Design a Surge Pricing System (Uber)

Table of Contents

1. Requirements & Scope (5 min)
- Functional Requirements
- Non-Functional Requirements
2. Estimation (3 min)
- Traffic
- Storage
- Compute
- Key Insight
3. API Design (3 min)
4. Data Model (3 min)
5. High-Level Design (12 min)
6. Deep Dives (15 min)
7. Extensions (2 min)

This content is password protected

1. Requirements & Scope (5 min)

Functional Requirements

Compute a dynamic pricing multiplier for each geographic zone based on real-time supply (available drivers) and demand (ride requests)
Divide the service area into geospatial zones and compute independent surge multipliers per zone
Display the current surge multiplier to riders before they confirm a ride, with a price estimate
Apply smoothing and dampening so surge prices don’t oscillate wildly (e.g., 1.0× → 3.5× → 1.2× within minutes)
Enforce price caps and fairness rules (regulatory limits, max multiplier during emergencies, consistent pricing within a zone)

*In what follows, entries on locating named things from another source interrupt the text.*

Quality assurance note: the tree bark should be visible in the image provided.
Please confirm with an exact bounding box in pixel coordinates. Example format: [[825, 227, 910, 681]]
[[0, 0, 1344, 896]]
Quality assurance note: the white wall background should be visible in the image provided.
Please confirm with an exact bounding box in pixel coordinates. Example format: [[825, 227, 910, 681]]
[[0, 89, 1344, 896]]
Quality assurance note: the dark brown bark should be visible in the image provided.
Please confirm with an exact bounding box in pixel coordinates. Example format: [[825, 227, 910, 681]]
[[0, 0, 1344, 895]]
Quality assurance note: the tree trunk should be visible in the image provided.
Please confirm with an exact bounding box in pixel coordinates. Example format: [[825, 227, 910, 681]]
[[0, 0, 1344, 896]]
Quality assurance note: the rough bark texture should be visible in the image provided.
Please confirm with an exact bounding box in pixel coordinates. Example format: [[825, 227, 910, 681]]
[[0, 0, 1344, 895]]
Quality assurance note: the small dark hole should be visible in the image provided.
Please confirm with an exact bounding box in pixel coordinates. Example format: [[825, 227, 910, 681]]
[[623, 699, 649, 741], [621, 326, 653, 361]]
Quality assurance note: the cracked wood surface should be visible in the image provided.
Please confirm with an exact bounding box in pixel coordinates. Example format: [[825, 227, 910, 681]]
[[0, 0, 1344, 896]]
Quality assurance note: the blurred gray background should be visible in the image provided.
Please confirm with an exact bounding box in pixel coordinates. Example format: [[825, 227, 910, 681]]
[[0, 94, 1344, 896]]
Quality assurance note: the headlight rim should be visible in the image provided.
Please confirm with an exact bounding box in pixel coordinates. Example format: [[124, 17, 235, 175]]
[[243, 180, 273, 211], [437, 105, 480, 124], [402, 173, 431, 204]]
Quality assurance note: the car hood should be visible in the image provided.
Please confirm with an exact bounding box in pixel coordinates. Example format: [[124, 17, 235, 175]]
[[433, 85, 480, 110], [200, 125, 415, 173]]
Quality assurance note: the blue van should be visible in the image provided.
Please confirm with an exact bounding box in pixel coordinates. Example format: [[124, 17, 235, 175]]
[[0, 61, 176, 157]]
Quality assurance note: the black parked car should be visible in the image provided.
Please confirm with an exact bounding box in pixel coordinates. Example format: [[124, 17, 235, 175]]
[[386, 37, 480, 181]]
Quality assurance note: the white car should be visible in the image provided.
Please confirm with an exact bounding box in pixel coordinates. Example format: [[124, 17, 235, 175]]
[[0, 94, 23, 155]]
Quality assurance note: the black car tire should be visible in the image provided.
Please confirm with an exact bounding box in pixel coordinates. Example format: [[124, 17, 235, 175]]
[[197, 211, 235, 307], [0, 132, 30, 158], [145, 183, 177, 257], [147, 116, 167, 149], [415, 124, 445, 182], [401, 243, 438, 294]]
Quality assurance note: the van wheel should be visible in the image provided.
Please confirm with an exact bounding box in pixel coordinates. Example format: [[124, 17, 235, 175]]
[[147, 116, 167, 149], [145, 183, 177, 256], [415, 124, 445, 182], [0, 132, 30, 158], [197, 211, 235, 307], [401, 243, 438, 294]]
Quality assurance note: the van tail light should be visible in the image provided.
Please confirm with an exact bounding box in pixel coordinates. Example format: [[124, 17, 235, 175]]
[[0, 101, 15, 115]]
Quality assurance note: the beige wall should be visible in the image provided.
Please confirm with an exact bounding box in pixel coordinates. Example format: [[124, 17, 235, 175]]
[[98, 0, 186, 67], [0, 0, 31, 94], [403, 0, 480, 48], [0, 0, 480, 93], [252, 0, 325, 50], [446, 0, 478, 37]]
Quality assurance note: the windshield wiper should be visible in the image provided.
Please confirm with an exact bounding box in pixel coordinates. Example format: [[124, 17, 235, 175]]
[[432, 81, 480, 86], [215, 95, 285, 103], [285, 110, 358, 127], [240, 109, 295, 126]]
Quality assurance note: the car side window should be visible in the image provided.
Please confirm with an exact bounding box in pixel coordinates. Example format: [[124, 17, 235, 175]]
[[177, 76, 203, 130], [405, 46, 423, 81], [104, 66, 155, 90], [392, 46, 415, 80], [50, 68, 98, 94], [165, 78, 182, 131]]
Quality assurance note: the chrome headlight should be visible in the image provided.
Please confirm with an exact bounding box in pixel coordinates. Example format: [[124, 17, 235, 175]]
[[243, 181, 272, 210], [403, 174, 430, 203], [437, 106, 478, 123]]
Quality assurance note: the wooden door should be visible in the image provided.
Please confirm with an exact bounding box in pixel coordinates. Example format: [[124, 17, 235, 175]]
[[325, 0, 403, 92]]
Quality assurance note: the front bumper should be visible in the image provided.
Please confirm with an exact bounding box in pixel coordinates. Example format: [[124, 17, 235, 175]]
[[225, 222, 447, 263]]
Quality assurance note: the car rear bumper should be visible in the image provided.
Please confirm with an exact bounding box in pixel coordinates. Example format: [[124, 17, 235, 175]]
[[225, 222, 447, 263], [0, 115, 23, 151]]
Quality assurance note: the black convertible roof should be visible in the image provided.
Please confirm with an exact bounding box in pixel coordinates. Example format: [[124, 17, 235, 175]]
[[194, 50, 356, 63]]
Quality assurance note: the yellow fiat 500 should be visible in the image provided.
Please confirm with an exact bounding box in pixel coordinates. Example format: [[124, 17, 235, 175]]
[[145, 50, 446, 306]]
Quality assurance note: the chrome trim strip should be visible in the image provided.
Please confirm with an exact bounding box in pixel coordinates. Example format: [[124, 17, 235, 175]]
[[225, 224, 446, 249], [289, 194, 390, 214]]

Non-Functional Requirements

Availability: 99.99% — surge pricing is in the critical path of every ride request. If it’s down, rides can’t be priced.
Latency: Surge multiplier lookup < 20ms per ride request. Surge recomputation runs every 30-60 seconds.
Consistency: All ride requests within the same zone at the same time should see the same surge multiplier. Eventual consistency across data centers is acceptable (< 5 second lag).
Scale: 500 cities, 50K zones globally, 100K ride requests/sec at peak, 5M active drivers
Freshness: Surge must reflect conditions no older than 60 seconds. Stale surge = mispricing = lost revenue or angry riders.

2. Estimation (3 min)

Traffic

100K ride requests/sec at peak → each needs a surge lookup → 100K reads/sec
Driver location updates: 5M drivers × 1 update every 4 seconds = 1.25M location updates/sec
Surge recomputation: 50K zones × 1 recomputation/minute = ~833 zone recomputations/sec (lightweight)
Ride request events (for demand counting): 100K events/sec

Storage

Zone definitions: 50K zones × 1 KB (polygon or H3 index) = 50 MB (fits in memory)
Current surge state: 50K zones × 100 bytes (multiplier, supply, demand, timestamp) = 5 MB (fits in Redis)
Historical surge data (for analytics): 50K zones × 1 record/min × 60 min × 24 hr = 72M records/day × 200 bytes = ~14 GB/day

Compute

Per zone recomputation: count supply (drivers in zone), count demand (requests in zone in last 2 min), compute ratio, apply formula
Simple arithmetic — CPU is trivial
The bottleneck is ingesting and aggregating 1.25M location updates/sec to determine supply per zone in real-time

Key Insight

This is a real-time geospatial aggregation problem. The hard parts are: (1) efficiently mapping millions of driver locations to zones every few seconds, (2) computing stable surge multipliers that respond to demand without oscillating, and (3) ensuring riders and drivers see consistent prices during a ride.

3. API Design (3 min)

Surge Lookup (called on every ride request)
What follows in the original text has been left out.